| Agreed. > Mathematical concepts need not necessarily have any practical or real-life applications (pure mathematics), but it's a worthy pursuit on its own. I guess I always had a sense that this was true, but taking a formal proofs class has really opened my eyes to how true this is. I'm actually planning on doing abstract algebra because I've enjoyed proof writing a ton! > It's that they don't know where to look for the mathematics they need. Here is the failure of math education. This is a really interesting space imo, because I did try teaching myself calculus through 3blue1brown, who has super cool visualizations, but also isn't rigorous enough to apply it to complicated problems. On the other end, I also tried Khan Academy, but found it too abstract and hard to follow. Perhaps that was just since I was 14 at the time, and now I'm better at symbolic reasoning. Yet, there's something so enticing about visualization, that I wish there was a way to have the rigour of set theory with the intuitiveness of visualization (that call is a big reason I love the work that dynamicland.org and folk.computer are doing right now). |
That's interesting! I started with abstract algebra (on my own) because I don't know the proper sequence of learning it. I guess I will give proofs a try now.
> I did try teaching myself calculus through 3blue1brown, who has super cool visualizations, but also isn't rigorous enough to apply it to complicated problems. On the other end, I also tried Khan Academy, but found it too abstract and hard to follow.
> I wish there was a way to have the rigour of set theory with the intuitiveness of visualization
Agreed! Intuition and rigour are equally important in Mathematics. The hardest part is making these two meet at some point.

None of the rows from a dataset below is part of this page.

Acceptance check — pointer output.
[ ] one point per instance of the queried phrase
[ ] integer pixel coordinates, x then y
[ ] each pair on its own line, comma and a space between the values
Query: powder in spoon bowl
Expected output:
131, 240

One such moment in my life was when I created a visual model of 3D vector calculus (divergence, curl, gradient, etc) and developed it far enough to explain all its rigourous treatment that I learned in my engineering class. Things just flowed from there. I suddenly gained the superpower to imagine up the explanations for phenomena like the skin effect, and then effortlessly derive their mathematical models.